Re that “consenting adults”, nobody’s business but theirs, etc, Andrew, don’t forget he arranged a tryst in DC with a hooker from NY:
The governor’s alleged conduct may have violated the Mann Act, which forbids the transportation of prostitutes across state lines for the purposes of sex.
Mr. Spitzer’s role in procuring the train ticket could tempt any of the several federal prosecutors based between New York and Washington to try to charge the governor with conspiring to violate the Mann Act.
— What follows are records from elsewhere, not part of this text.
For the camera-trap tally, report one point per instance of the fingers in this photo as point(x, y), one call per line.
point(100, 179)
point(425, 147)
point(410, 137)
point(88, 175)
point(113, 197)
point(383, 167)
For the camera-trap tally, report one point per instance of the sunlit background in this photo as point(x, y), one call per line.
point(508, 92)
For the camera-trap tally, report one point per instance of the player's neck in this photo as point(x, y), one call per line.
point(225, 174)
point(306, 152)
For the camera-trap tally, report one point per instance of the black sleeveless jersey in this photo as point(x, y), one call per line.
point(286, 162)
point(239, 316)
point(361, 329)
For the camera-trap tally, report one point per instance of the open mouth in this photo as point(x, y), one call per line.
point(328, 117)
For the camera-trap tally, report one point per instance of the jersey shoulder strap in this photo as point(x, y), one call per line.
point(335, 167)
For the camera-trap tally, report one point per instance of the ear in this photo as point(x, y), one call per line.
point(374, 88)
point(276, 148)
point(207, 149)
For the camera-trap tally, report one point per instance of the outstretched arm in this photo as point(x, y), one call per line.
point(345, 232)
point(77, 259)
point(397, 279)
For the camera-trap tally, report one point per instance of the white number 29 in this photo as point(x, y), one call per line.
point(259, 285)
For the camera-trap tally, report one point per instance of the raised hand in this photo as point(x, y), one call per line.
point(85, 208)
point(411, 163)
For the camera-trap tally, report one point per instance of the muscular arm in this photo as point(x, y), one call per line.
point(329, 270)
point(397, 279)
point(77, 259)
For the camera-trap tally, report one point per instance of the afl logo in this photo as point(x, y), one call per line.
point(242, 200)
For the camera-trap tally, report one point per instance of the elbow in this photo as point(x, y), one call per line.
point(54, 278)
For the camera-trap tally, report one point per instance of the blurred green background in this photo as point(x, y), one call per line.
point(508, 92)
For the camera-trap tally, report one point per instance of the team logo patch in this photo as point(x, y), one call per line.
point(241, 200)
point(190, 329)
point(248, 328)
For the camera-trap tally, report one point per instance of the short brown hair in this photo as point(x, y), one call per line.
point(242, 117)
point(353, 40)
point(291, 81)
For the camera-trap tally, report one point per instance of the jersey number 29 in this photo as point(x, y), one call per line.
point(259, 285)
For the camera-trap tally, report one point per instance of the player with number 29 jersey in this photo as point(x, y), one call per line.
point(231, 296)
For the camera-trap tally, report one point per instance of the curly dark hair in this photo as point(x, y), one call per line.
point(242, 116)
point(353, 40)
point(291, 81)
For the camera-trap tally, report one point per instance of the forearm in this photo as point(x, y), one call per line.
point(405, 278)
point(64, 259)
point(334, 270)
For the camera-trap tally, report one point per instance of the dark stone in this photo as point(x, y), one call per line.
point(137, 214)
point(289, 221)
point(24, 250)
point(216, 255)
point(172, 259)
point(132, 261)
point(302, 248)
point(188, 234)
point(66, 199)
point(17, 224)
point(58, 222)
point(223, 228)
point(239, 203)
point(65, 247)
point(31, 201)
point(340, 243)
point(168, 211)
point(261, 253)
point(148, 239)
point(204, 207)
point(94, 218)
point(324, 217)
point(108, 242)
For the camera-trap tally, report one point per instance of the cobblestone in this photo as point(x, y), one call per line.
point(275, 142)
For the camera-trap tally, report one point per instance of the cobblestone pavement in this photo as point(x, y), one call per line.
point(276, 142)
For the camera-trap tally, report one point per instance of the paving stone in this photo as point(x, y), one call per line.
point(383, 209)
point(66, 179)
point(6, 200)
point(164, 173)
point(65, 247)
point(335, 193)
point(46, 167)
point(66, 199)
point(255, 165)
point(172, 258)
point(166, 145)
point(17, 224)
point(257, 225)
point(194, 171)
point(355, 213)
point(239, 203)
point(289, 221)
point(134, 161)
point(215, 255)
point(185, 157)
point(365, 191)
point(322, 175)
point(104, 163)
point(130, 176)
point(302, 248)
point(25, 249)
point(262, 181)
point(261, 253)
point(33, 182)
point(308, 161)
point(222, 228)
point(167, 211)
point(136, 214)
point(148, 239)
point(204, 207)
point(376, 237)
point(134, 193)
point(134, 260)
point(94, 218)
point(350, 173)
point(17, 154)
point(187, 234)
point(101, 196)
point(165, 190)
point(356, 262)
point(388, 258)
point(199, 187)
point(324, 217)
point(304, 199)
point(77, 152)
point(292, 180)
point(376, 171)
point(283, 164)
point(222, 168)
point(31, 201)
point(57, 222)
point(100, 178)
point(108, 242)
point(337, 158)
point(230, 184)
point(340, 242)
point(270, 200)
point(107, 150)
The law, from 1910, was also known as the “White-slave traffic act,” and is rarely used anymore.
“If they indicted him some place for that, that’s a disgrace,” a prominent defense attorney, Edward Hayes, who is not connected to the case, said. “For what, paying for the train ticket? Come on, leave the guy alone.”
Yeah, but this guy never left anyone alone and contributed mightily to one of the worst trends in American justice: the metastasization of narrowly drawn laws into all-purpose blunt instruments. My friend Conrad Black, charged with “racketeering”, and convicted of ”obstruction of justice” by a law hitherto only used extra-territorially for witness-tampering, is merely one of the more prominent victims of the Spitzerization of federal prosecution. Almost every white-collar federal offense – wire fraud, mail fraud – boils down to “paying for the train ticket”.